Once the bell mold dries, the inside of the core is heated. The wax melts and drains out from the mold creating a hollow relief in the cope. The cope is secured within a metallic cover and raised up with a rope and tackle. The false bell is broken away and the cope replaced over the core, leaving an empty space for the pouring of the molten liquid bronze, which is composed of 78 percent pure red copper and 22 percent tin. The bell hardens for several days to a week or more after the pour. The mold is then lifted and broken, revealing the black and grey bell, ready to be polished.

Every bell has a specific tone resulting from its size and shape. The tone is made up of five elements, tuned in order to achieve perfect harmony. Bells are cast slightly larger than required; the bell is then spun on a lathe and metal is carefully shaved away in order to produce a true tone. The larger the bell, the deeper the tone.

One of the largest and most famous bells in France is the Savoyarde, in the bell tower of Sacré Coeur basilica in Paris, cast by the Paccard foundry in 1891—the name refers to France’s annexation of Savoy in 1860. The bell weighs some 19 tons and is nearly 10 feet tall, with a 30-foot circumference.

Another famous order came in 1950, when the United States government ordered 49 copies of the Liberty Bell from the Paccard foundry—each with a faux crack painted on for verisimilitude—to be carried around the country’s then 48 states and the District of Columbia, ringing up support for US savings bonds. Since then, Paccard has made some 300 replicas of the Liberty Bell in various sizes, including one presented to French President Nicolas Sarkozy last spring.

In 1985, the Paccards cast three bells that together form the largest set of swinging bells in the world, ordered by the Slovak Greek Catholic Foundation in Ontario, Canada. The bells, which now hang in the Cathedral of the Transfiguration in Markham, Ontario, are named Etienne (19 tons), Anne (10 tons) and Daniel (6 tons).

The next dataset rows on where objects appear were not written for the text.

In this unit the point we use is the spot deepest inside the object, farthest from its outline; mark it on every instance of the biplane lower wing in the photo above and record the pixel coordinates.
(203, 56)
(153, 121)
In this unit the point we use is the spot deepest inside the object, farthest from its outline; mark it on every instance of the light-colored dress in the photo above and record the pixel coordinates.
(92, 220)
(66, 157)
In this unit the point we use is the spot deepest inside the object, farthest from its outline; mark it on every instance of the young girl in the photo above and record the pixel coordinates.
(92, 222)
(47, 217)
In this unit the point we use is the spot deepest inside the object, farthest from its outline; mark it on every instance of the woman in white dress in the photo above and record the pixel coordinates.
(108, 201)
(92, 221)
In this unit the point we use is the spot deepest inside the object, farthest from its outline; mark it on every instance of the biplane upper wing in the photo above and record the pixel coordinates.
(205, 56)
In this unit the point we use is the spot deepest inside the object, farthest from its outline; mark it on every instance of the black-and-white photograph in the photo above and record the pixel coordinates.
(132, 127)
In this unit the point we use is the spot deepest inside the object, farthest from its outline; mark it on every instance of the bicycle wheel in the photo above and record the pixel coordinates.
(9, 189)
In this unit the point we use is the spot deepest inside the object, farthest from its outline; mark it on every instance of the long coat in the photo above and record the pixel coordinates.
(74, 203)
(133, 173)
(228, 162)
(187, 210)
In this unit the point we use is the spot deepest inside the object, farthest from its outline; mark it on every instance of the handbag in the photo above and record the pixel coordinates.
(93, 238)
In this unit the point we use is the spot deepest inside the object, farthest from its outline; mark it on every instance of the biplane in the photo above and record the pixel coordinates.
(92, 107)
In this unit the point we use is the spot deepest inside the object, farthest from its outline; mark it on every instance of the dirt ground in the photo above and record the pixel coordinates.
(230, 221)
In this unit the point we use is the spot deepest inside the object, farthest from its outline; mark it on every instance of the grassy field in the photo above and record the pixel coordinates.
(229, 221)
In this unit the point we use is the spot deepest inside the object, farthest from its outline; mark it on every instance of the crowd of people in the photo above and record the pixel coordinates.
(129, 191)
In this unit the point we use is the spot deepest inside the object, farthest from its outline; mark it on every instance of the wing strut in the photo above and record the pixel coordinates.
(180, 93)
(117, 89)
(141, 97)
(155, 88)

Paccard’s single weightiest achievement to date is the 33-ton World Peace Bell, the world’s largest swinging bell, made for the Millennium Monument Company in Newport, Kentucky. It rang for the first time on December 31, 1999.

Seventh generation Philippe Paccard, assisted by his brother Cyril, now runs the business, producing carillons, chimes and bells. Their most recent innovation combines bells with unique, monumental sculptures, called Ars Sonora, to be placed in town squares and corporate complexes.

In 2007, the family also completely renovated the Musée Paccard, next to the factory, which documents the 4,000-year history of bell making, and the techniques of molding, casting and tuning. The visit takes about an hour, and of course there’s a bookshop and boutique.

Over the past year, Paccard projects have included three bells made on site for the Notre Dame de l’Assomption basilica in Nice—Virgo Fidelis, Regina Pacis and Mater Admirabilis—and a dramatic 48-bell Ars Sonora sculpture installed last May in Notre-Dame-de-Bondeville, near Rouen, as well as bells for churches in Switzerland and Spain.

When asked about the future of the company, Philippe’s wife Anne relates that Antoine, the eldest of their children, is currently considering either the priesthood or bell making. He hasn’t decided yet but, she adds, “He has time, he’s only fourteen. And in any case, both professions include bells!” No matter what Antoine decides, since there are four younger brothers at home, the art of bell making is quite likely to pass along to the eighth Paccard generation on the shores of Lac d’Annecy.

Musée Paccard 215 route du Piron, Sévrier, 04.50.52.47.11. Open Mon–Sat and Sun afternoon all year. Guided tours of the foundry workshop are available. website

Tip: if you visit on a Thursday, it might be possible to see the actual casting of a bell.